Fast food can be many things. Maybe CheapAnd the good tasteAnd the It is obviously convenientAnd the sometimes Surprise—But there is one thing that is unhealthy and probably never will be “health.” It was not designed to be this way. And that’s totally fine.

A quick history of fast food

Adam Chandler, author of Drive-Thru Dreams, to me Smithsonian Magazine. Even before that, in the 1920s, White Castle wowed customers with its assembly line operation to roll out quick-service, affordable mini burgers. People were fascinated by how quickly the sliders were made and how consistent the process was. This speaks to fast The main purpose of food: to be fast and convenient.

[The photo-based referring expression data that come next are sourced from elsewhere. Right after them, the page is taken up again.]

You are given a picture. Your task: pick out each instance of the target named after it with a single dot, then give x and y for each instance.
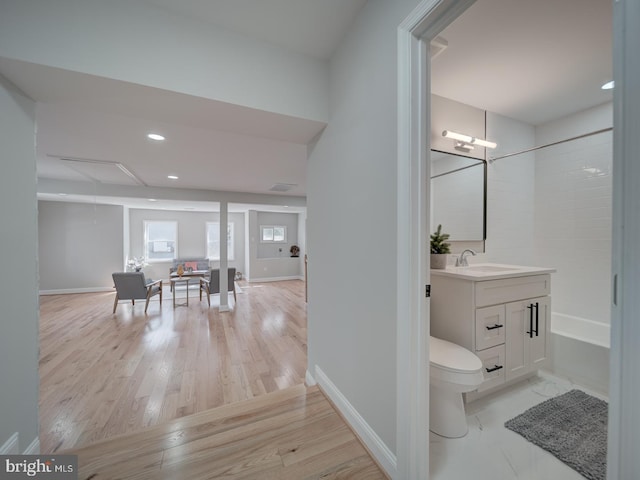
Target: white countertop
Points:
(490, 271)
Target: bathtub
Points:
(580, 351)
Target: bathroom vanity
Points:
(499, 312)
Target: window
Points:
(273, 234)
(213, 241)
(160, 239)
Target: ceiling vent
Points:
(101, 171)
(282, 187)
(438, 45)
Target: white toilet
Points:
(454, 370)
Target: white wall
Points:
(140, 43)
(19, 378)
(573, 212)
(351, 201)
(510, 193)
(80, 246)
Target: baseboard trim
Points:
(309, 380)
(33, 448)
(10, 447)
(377, 448)
(63, 291)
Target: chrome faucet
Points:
(461, 261)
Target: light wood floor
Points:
(291, 434)
(104, 374)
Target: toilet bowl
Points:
(453, 371)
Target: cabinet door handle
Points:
(494, 326)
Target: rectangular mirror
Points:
(458, 196)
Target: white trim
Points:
(582, 329)
(63, 291)
(623, 460)
(308, 379)
(33, 448)
(10, 447)
(274, 279)
(384, 456)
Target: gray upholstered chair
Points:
(133, 286)
(211, 285)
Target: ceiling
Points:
(531, 61)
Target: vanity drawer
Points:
(490, 327)
(492, 292)
(493, 367)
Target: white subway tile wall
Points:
(573, 218)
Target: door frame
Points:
(414, 165)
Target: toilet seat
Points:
(453, 366)
(451, 357)
(453, 371)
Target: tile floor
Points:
(490, 451)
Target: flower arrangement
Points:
(136, 264)
(439, 241)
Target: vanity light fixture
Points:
(467, 142)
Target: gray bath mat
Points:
(572, 427)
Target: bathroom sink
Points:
(489, 268)
(490, 271)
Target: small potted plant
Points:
(439, 249)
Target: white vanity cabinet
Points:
(501, 317)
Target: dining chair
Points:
(211, 286)
(133, 286)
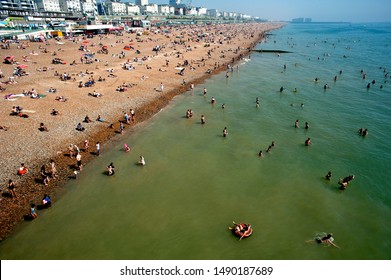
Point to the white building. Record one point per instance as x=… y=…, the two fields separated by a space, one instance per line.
x=48 y=5
x=202 y=11
x=89 y=7
x=133 y=9
x=141 y=2
x=164 y=9
x=149 y=9
x=213 y=13
x=73 y=6
x=116 y=8
x=27 y=5
x=174 y=3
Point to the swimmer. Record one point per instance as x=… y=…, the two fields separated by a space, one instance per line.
x=345 y=181
x=110 y=169
x=326 y=239
x=141 y=161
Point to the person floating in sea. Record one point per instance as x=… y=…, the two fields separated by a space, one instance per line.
x=363 y=131
x=33 y=212
x=11 y=188
x=141 y=161
x=328 y=176
x=345 y=181
x=324 y=238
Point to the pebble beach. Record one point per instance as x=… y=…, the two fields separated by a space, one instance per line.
x=131 y=75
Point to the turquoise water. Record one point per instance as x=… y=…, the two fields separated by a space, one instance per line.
x=196 y=182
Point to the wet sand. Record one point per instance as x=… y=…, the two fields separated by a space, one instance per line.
x=207 y=50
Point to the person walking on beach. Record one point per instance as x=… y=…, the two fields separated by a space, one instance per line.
x=11 y=188
x=97 y=148
x=33 y=213
x=133 y=115
x=203 y=119
x=86 y=145
x=53 y=169
x=121 y=127
x=71 y=150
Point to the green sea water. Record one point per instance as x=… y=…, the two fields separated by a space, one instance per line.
x=196 y=182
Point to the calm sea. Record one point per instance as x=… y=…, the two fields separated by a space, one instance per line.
x=196 y=182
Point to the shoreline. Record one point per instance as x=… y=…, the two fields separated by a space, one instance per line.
x=30 y=188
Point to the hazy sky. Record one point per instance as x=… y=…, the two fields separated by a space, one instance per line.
x=318 y=10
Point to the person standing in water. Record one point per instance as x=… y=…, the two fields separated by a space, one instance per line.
x=225 y=132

Chandler notes that there have been many initiatives over the decades to push fast food to change and become “healthier,” but they haven’t worked because the people who ordered it ultimately don’t want it. He adds that many, if not most, people consider fast food a treat or pleasure, which goes against the idea of ​​”good for you” food.

Why fast food shouldn’t be ‘healthy’

The concept of “health food” itself is already a broad term that is assigned – and not assigned – to so many products that its meaning is confusing. We know that Toxic diet culture Basically try to demonize all carbs, fats, sugars, high fructose corn syrup, and a number of other elements of an all-natural diet.

Is there a better example of this than gluten? In recent years, brands have begun to flaunt the fact that their products are gluten-free—even when items never contain gluten as a starter, like corn tortilla chips. However, unless you have celiac disease or are allergic to gluten, it is not a harmful substance, and there is no health-related reason to remove it from your diet. Any claim to the contrary is pure marketing.

Moreover, the revelation that certain foods can be harmful if eaten in large quantities is not new, and it is not limited to fast food. Documentaries like 2004 super size me, which depicted the purported effects of an exclusive McDonald’s diet, carried a message that seemed clear even at the time. Variety can have a positive impact on an individual’s diet thanks to a greater variety of nutrients, but that doesn’t have much of an impact on anyone’s decision to order a cheeseburger, fries, and cola when they’re hungry for these things.

However, even today, people are drawn to the idea of ​​making their way to “healthy” fast food. Which brings us back to a UVA graduate who he is He currently eats a month’s worth of Taco Bell. He plans to make a documentary about the experience this fall — and doesn’t use weight as a measure of health. Instead, he wants to determine if he can maintain his current fitness routine on the All-Taco-Bell Diet.

“I don’t think it’s so much about the type of food or the brand of the food,” he told WDBJ, “but it’s about making healthy, thoughtful choices when we eat.”

The word “healthy” may have a slippery meaning, but it’s best to think of “healthy” and “informed” choices this way: when you choose which food makes you feel full. That’s what really matters, and everything else is just noise.